La journée finit en beauté puisque nous recevons du monde à bord pour prendre l’apéro. Notre beau-frère Tom avec ses enfants et leurs amis. Dont quatre petits diables, tout excités de découvrir Fou de Bassan, qui courent sur le pont puis s’engouffrent à l’intérieur. La vie dans le carré s’anime pour quelques instants, avant que nous poursuivions notre route vers la anse de Pen Hir, puis Camaret et enfin Brest où nous ferons une escale pour accueillir notre fils Olivier, qui vient nous rejoindre pour quelques jours.
Entre les navigations, la visite des proches à bord, les randos à pied ou à vélo, ainsi que la résolution des problèmes techniques, les jours défilent comme sur un collier de perle quand on vit sur Fou de Bassan.
Nous ne savons pas encore qu’à Brest nous allons faire une jolie rencontre. On dit que promener son chien permet de développer sa vie sociale. C’est un peu pareil avec les voiliers.
De nouveaux amis grâce à Fou de Bassan
Sur le pont de Fou de Bassan amarré tout contre le brise-lame du port du Moulin Blanc, juste derrière deux remorqueurs de sous-marin - autant vous dire que l’endroit n’est pas très romantique – je suis en train d’observer les autres bateaux qui naviguent dans la rade. Un petit crachin typique de la Bretagne tombe d’un ciel gris comme la couleur de l’eau.
Un couple s’approche.
- « Cela vous dérange-t-il si je photographie le nom de votre bateau ? », me demande la dame, avant de poursuivre : « nous avons une amie qui a appelé son voilier du même nom en langue espagnole ».

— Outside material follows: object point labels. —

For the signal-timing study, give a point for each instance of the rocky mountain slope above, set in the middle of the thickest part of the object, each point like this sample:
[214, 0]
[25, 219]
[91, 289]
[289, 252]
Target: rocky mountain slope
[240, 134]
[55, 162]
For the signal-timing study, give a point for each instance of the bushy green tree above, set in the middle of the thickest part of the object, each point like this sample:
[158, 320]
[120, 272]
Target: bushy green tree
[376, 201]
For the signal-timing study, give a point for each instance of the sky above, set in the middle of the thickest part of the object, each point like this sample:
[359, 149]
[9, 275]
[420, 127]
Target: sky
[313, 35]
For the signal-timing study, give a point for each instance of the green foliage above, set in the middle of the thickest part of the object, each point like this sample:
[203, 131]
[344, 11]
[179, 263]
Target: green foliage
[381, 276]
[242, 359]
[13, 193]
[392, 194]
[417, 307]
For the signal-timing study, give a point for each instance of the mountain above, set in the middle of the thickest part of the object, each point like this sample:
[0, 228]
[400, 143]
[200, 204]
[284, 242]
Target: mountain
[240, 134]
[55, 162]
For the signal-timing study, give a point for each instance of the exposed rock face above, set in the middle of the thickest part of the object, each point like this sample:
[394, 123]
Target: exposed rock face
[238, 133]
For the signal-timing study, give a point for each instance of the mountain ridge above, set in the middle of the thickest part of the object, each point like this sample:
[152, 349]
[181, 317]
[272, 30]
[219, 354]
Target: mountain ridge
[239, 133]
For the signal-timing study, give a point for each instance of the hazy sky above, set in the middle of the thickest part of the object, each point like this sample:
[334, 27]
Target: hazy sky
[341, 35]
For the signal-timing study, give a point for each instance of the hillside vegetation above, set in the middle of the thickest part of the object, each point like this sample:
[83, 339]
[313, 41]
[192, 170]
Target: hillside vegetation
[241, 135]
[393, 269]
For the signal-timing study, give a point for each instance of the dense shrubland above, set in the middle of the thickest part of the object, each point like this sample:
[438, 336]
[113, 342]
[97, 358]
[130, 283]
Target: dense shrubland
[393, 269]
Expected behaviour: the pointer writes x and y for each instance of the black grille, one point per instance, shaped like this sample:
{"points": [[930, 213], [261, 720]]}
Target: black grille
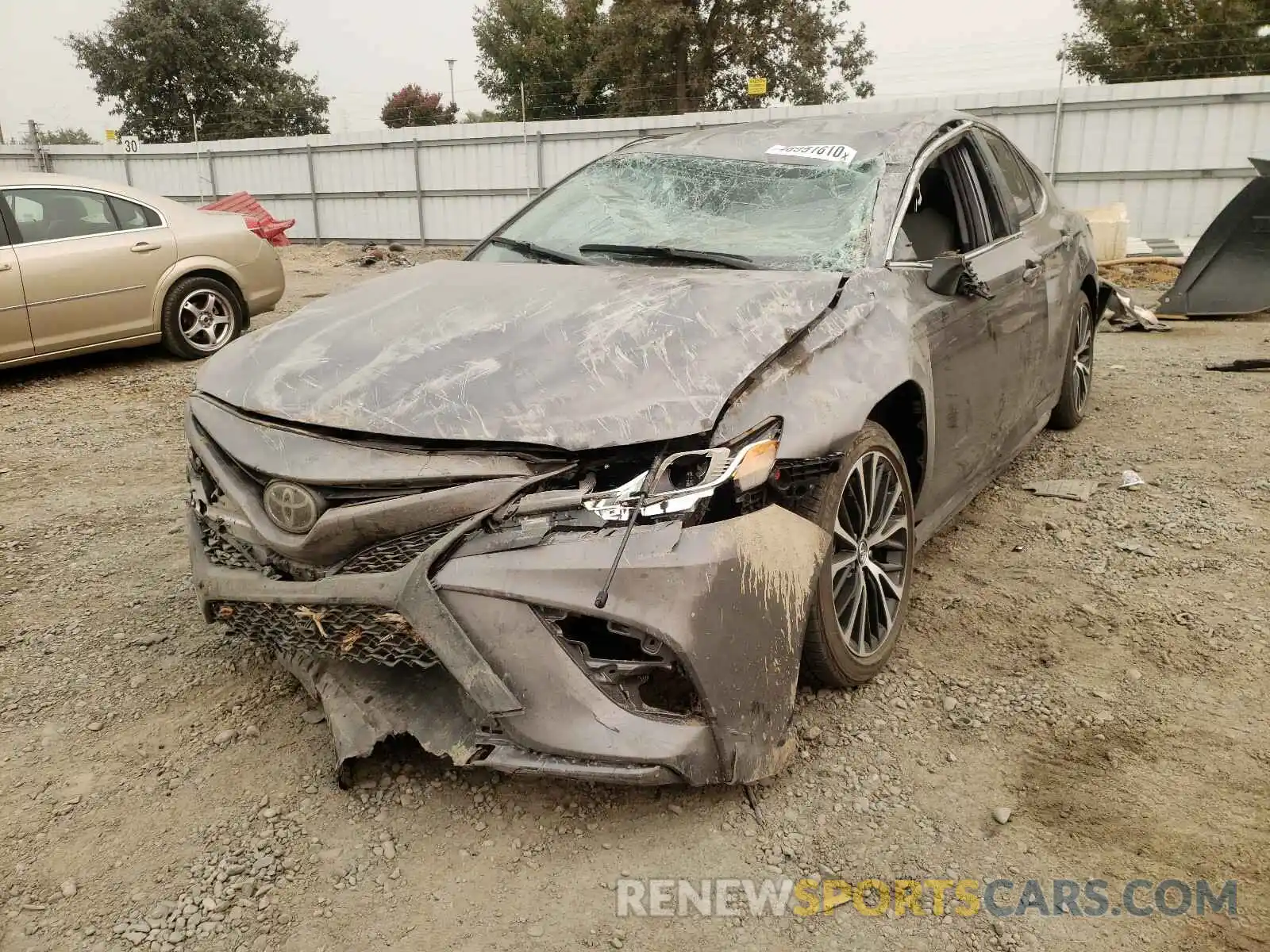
{"points": [[351, 632], [220, 550], [391, 555]]}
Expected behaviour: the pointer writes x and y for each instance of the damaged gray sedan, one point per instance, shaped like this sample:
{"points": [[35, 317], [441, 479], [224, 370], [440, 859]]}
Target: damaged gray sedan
{"points": [[590, 501]]}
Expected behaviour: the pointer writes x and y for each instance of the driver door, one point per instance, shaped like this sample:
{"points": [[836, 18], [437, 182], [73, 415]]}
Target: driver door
{"points": [[976, 344]]}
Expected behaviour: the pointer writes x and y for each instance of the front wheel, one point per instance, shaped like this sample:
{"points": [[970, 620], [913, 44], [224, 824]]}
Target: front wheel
{"points": [[861, 594], [200, 317], [1079, 370]]}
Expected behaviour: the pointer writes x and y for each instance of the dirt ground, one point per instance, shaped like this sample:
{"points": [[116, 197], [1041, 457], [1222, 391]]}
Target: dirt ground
{"points": [[1098, 668]]}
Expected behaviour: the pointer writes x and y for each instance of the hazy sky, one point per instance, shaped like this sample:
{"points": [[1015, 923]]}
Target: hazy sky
{"points": [[361, 51]]}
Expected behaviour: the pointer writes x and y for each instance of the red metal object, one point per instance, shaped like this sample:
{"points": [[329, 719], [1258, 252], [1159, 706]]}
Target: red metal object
{"points": [[257, 217]]}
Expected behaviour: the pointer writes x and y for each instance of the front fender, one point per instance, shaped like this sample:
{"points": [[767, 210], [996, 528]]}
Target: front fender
{"points": [[829, 384]]}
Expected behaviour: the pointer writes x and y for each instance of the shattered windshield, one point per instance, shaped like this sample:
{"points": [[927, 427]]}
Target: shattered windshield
{"points": [[780, 216]]}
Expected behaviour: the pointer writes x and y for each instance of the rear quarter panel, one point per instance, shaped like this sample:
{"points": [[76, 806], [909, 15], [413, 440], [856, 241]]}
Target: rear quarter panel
{"points": [[224, 244]]}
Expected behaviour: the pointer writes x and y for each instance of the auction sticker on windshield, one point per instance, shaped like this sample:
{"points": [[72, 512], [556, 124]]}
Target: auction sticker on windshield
{"points": [[829, 154]]}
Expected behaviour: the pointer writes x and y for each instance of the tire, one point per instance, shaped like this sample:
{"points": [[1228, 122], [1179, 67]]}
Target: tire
{"points": [[200, 317], [829, 657], [1077, 370]]}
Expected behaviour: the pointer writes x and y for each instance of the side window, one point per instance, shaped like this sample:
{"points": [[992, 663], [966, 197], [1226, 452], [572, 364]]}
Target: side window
{"points": [[954, 209], [130, 215], [1018, 178], [999, 217], [48, 213]]}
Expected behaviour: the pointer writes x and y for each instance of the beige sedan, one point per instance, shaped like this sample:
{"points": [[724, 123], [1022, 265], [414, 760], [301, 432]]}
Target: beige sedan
{"points": [[92, 266]]}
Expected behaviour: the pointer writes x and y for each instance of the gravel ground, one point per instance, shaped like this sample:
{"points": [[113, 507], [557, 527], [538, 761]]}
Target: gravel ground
{"points": [[1096, 670]]}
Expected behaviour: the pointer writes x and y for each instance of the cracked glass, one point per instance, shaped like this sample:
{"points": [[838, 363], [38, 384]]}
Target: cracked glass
{"points": [[781, 216]]}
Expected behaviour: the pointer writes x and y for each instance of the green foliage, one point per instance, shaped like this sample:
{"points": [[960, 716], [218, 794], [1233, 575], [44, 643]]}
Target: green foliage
{"points": [[586, 57], [414, 106], [67, 137], [1132, 41], [162, 63], [546, 44]]}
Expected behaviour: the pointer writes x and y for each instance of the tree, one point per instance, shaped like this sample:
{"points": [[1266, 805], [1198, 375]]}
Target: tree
{"points": [[413, 106], [1127, 41], [546, 44], [67, 137], [689, 55], [666, 56], [164, 63]]}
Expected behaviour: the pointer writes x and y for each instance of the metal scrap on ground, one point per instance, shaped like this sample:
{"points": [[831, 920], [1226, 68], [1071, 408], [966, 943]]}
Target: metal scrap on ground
{"points": [[1126, 315], [264, 224], [1076, 490], [1242, 366]]}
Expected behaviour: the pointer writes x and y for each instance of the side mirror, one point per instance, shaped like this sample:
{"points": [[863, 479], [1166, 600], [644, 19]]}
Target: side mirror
{"points": [[945, 274]]}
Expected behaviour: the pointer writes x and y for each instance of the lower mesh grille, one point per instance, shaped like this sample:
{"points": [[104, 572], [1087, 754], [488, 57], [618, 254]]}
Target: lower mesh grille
{"points": [[351, 632], [391, 555], [220, 550]]}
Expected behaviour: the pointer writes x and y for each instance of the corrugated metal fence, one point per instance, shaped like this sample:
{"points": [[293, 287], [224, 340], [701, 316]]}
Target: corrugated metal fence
{"points": [[1175, 152]]}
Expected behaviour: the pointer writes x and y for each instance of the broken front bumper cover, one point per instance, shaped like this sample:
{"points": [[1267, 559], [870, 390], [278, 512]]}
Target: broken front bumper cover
{"points": [[502, 689]]}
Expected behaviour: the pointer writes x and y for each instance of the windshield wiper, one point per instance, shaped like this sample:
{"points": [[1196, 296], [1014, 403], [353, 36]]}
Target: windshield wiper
{"points": [[673, 254], [530, 251]]}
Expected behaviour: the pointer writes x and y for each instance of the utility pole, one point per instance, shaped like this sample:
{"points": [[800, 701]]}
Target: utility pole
{"points": [[198, 158], [1058, 120], [33, 139]]}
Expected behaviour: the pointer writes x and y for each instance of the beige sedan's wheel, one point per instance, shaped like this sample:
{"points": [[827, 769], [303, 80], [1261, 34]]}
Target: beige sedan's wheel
{"points": [[201, 315]]}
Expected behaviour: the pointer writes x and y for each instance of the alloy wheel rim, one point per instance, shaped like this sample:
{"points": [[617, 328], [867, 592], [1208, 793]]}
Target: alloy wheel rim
{"points": [[206, 321], [872, 549], [1083, 355]]}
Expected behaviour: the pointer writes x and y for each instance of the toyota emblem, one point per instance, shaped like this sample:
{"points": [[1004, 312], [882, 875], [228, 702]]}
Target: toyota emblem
{"points": [[291, 507]]}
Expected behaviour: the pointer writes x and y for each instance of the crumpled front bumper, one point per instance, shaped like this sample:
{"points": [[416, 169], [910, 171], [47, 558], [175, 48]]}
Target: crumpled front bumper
{"points": [[728, 600]]}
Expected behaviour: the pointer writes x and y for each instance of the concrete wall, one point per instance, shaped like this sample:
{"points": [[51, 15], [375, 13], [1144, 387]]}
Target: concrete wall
{"points": [[1175, 152]]}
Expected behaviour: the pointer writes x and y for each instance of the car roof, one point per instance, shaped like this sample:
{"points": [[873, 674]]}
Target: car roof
{"points": [[895, 137], [48, 179]]}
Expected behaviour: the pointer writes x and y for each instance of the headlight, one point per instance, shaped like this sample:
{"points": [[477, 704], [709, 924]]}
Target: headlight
{"points": [[683, 480]]}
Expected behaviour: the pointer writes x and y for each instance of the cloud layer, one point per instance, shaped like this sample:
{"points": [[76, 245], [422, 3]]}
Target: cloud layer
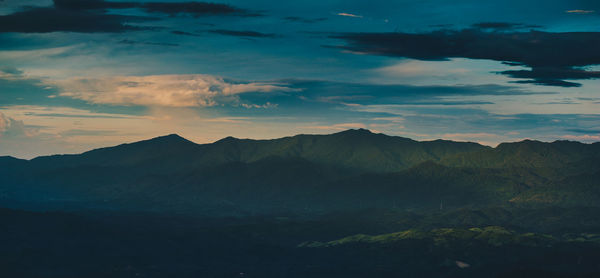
{"points": [[552, 57], [161, 90], [92, 16]]}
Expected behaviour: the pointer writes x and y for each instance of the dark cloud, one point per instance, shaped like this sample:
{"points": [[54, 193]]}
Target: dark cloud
{"points": [[194, 9], [92, 5], [132, 42], [552, 57], [304, 20], [44, 20], [183, 33], [584, 130], [504, 26], [91, 16], [170, 8], [248, 34]]}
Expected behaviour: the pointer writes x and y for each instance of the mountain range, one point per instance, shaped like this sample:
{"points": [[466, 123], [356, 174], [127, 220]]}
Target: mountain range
{"points": [[306, 174]]}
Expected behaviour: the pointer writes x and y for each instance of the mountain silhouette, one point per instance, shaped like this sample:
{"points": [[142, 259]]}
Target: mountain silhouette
{"points": [[310, 173]]}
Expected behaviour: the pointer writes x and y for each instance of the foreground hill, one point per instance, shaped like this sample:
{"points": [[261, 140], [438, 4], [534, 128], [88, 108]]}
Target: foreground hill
{"points": [[307, 174]]}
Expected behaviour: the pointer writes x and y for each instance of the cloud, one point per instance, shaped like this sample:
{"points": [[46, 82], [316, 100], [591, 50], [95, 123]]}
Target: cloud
{"points": [[580, 11], [161, 90], [10, 127], [44, 20], [304, 20], [502, 26], [194, 8], [92, 16], [171, 8], [582, 138], [183, 33], [349, 15], [250, 34], [552, 57]]}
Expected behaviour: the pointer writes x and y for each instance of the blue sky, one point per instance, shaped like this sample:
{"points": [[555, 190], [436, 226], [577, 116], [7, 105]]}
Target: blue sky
{"points": [[76, 75]]}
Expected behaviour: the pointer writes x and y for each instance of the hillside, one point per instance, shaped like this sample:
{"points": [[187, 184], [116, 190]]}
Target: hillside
{"points": [[308, 174]]}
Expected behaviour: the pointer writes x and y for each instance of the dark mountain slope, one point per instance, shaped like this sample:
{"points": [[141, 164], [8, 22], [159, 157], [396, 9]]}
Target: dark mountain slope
{"points": [[313, 173]]}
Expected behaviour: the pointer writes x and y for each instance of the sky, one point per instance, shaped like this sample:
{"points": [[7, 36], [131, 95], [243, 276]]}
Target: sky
{"points": [[82, 74]]}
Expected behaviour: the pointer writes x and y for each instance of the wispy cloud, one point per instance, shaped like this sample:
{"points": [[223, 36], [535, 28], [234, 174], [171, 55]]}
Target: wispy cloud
{"points": [[161, 90], [350, 15], [580, 11]]}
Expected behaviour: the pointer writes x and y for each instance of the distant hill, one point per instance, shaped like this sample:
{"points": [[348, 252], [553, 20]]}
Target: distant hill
{"points": [[306, 173]]}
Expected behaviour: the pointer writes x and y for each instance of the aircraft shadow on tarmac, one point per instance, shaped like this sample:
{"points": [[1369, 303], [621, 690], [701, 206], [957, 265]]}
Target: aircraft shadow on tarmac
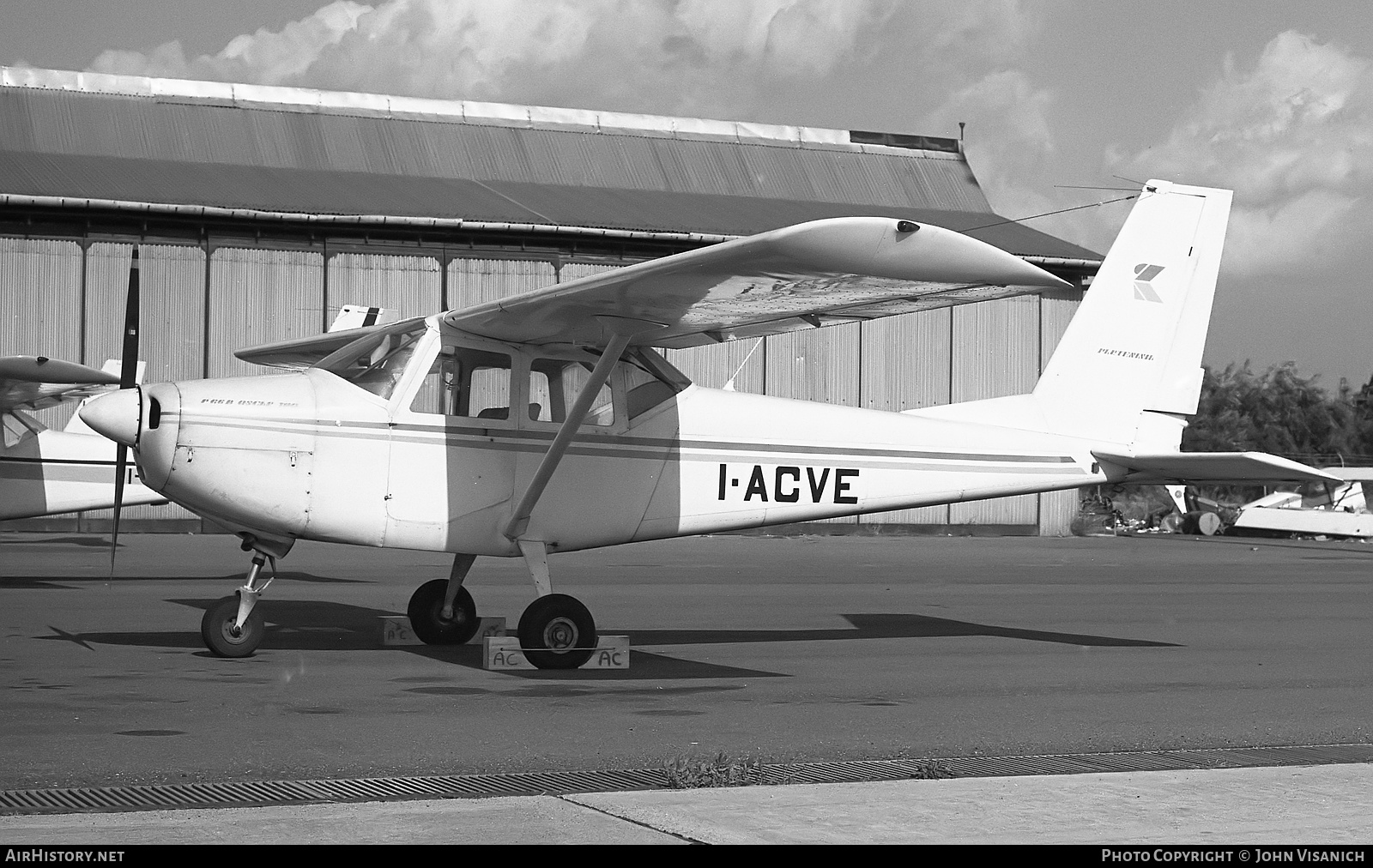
{"points": [[313, 625], [72, 582]]}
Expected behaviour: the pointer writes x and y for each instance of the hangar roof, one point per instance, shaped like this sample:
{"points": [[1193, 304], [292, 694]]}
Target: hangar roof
{"points": [[124, 142]]}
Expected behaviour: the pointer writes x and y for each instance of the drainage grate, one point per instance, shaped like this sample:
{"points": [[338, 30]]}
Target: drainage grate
{"points": [[162, 797]]}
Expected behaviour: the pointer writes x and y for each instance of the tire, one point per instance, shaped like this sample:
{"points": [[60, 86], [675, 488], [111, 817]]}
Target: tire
{"points": [[558, 632], [217, 630], [432, 630]]}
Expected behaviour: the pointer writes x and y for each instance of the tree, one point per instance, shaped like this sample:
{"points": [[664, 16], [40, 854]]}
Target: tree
{"points": [[1277, 411]]}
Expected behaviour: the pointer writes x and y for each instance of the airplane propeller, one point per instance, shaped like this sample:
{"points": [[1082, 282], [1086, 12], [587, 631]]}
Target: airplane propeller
{"points": [[128, 378]]}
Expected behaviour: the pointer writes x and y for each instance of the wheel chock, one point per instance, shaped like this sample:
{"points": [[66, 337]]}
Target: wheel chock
{"points": [[505, 653], [396, 630]]}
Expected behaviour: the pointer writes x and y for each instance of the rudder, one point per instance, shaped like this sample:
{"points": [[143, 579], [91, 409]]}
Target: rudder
{"points": [[1137, 338]]}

Quelques échanges plus tard, nous voilà en train de parler voilier et mécanique à bord. Le couple, Cathy et Eric, a déjà fait le tour de la terre sur Manevai. Le Covid les a freinés dans leur élan. Leur bateau est resté en Nouvelle-Zélande tandis qu’ils ont dû rentrer en France. Ils reviendront nous trouver deux jours plus tard au port de l’Aber Wrac'h pour dîner ensemble à bord. Nous sommes devenus amis.
Cette belle rencontre nous permet d’oublier notre misère de la journée. Notre dérive, une quille relevable fonctionnant avec un système de vérin hydraulique, nous joue de mauvais tours. Impossible de la relever. Même avec la pompe manuelle. Il y a un problème au niveau du circuit qui active celle-ci. Ne me demandez pas de vous expliquer la panne, j’en serai incapable. Être équipés d'une dérive relevable possède ses avantages. Quand cette dernière est relevée, notre tirant d’eau est de 1,05 mètres, ce qui nous permet de naviguer en toute sécurité quand les fonds sont peu profonds. Quand elle est en bas, notre tirant d'eau est de 3 mètres. Du coup, certains accès deviennent plus compliqués. Heureusement, nous avons réussi à trouver un spécialiste qui a réglé temporairement le problème.
Un échouage amusant
Nous sommes contents d'avoir une belle compagnie ainsi que du renfort à bord.
Avec notre fils Olivier, nous faisons de magnifiques navigations - un peu musclées - avec des vents de 23 à 27 noeuds et des creux de 3 mètres entre Brest et Roscoff, en nous arrêtant aux îles de Molène et de Batz. Deux destinations coups de coeur.
A Batz, nous échouons Fou de Bassan pour la première fois. Je vous rassure. Nous ne sommes pas arrivés contre des rochers. Nous avons simplement posé la panse de Fou de Bassan sur du sable. Une expérience amusante. C'est notre grand voyage à nous.